I can give you a buy one, get two free deal.
As a young buck decades ago I was in my first proper adult relationship. I was 19 and she was mid twenties. Not much in the face but a banging body and loved a hard, no frills fuck so was pretty ideal for a young lad learning his trade!
We went to a house party and there was a girl who had a bit of a reputation. During the evening she asked if I'd be interested in joining her for a bit of fun. I said that it wasn't really an option that evening but would meet her at a local cafe the following morning. So the next morning we both turned up and I told her that whilst I was flattered I really shouldn't as I was seeing this other woman. I remember her telling me "I knew you'd say no. I'd jinxed it by putting on my best underwear". I didn't regret it at the time at all. I took it as a sign of my growing confidence that I could turn down an easy shag, months before I would have shagged first and dealt with any consequence later.
So anyway, spin forward a year or so and I'd split from the first woman, being a young lad it hit me fairly hard. But I was now really good friends with this stunning woman. Again she was a bit older and had recently been going out with a bloke a few years older than her who had been able to spoil her a little bit; and although she wasn't in the slightest bit of the princess type you could see why he'd want to. She was fantastic in just about every way.
Well we started getting close and had had a couple of fumbles. But when my ex got to hear about it she came back on the horizon and said she wanted to give it another go.
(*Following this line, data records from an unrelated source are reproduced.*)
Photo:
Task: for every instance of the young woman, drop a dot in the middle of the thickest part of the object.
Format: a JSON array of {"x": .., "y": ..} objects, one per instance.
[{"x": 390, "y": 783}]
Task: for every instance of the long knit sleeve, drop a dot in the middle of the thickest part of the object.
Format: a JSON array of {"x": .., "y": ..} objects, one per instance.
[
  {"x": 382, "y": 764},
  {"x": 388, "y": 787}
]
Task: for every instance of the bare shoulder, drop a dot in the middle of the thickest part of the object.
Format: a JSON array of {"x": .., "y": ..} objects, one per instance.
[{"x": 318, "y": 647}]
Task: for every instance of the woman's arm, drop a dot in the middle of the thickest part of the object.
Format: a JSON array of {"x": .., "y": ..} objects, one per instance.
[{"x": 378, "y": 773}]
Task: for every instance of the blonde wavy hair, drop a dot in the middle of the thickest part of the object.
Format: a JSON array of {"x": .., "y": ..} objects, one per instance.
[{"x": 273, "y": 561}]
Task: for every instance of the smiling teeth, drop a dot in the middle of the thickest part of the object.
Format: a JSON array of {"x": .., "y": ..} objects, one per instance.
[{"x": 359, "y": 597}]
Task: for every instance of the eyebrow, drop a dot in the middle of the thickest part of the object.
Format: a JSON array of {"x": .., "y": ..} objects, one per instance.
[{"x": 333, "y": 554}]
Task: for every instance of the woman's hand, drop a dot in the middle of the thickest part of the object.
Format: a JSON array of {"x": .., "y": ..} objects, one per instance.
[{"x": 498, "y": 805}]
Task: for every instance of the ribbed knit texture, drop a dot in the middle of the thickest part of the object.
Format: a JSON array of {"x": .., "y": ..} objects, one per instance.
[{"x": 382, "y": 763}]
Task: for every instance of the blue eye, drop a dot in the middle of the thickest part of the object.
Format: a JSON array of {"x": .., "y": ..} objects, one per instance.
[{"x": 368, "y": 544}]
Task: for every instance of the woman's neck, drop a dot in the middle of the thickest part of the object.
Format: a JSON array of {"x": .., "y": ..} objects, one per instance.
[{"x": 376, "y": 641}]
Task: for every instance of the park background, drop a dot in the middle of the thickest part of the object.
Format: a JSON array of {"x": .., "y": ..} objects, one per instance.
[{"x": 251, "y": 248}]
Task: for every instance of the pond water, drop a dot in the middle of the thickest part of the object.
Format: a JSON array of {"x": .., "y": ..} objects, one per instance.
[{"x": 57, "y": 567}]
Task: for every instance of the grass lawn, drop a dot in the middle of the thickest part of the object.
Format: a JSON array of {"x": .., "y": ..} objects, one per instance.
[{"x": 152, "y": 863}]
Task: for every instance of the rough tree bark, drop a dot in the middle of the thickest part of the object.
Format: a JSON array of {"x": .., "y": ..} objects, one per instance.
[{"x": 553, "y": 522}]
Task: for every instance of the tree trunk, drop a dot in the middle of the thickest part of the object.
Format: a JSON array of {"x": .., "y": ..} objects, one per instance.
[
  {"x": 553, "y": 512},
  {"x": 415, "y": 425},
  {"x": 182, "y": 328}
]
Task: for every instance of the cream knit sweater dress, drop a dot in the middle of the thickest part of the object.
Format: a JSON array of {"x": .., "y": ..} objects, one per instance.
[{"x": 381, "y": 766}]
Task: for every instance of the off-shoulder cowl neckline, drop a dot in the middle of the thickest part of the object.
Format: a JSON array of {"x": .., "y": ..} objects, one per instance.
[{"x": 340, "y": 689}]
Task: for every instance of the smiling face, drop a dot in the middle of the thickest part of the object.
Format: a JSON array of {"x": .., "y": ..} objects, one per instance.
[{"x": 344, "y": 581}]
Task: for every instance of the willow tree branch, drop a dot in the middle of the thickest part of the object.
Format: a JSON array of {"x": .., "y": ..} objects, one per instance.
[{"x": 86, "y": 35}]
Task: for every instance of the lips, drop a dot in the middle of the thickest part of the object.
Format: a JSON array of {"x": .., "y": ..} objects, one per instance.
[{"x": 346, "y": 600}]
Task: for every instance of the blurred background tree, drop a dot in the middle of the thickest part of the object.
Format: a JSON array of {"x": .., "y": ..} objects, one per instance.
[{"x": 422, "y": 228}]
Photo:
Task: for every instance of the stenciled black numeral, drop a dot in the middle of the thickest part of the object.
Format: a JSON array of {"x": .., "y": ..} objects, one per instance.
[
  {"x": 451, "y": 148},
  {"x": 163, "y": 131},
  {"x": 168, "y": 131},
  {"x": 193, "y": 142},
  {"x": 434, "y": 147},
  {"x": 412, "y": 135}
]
And like a complete idiot I said yes. It didn't last beyond the time it fucked up my chances with the dream girl. With hindsight I reckon I didn't quite believe I could pull off the big prize. A salient life lesson.
A final coda to the story comes a further year later. I unexpectedly bumped into the "easy" girl I turned down a couple of years before. I made a play and ended up getting knocked back because now she was in a relationship that she was committed to. I ended up fucking her mate that night, but she was an absolute shocker.
A reminder of something I have regretted most of my adult life.
The first long term girlfriend, a story to how we ended up together too long for now, but her parents put a stop to it after 2 years when she went to UNI.
By the time she returned I had met another, who then moved with her parents, directly opposite the first one. Of course it started up again and I should have left the other, cake and eat it and all that, second one got pregnant, did the decent thing, that was it with No1.
Why the regret?
I was seeing No1 for two years before the Uni episode, and we were in tune in every way, never had a row and had a fairly open relationship, her friends were often involved, she liked swallowing cock on a night out, and I mean swallow, it just worked.
I told the story somewhere else of the party while she was grounded, we were fucking in the car in Epping Forest the weekend before, on a cold winters night, but it was daylight when I took her home, to meet her father at the door.
At the party I tried it on with her friend, who could me all sorts, then threw herself at me an hour or so later, she had used the landline to grass me up, and was told to go for it, as I found out when guilt got the better of me and I confessed
I met her in a shop some years later, my marriage was over and I had the boy with me, I kid you not, she burst into tears in that shop, there regret was not only one way, I asked if she would try again, she looked at my son and said she was engaged, turns out to a drummer in a band.
40 odd years later it plays on my mind sometimes, had a little search of media over the years and never found a trace, zilch, I knew the baby had finished it completely, and the choice I made, and regretted it ever since.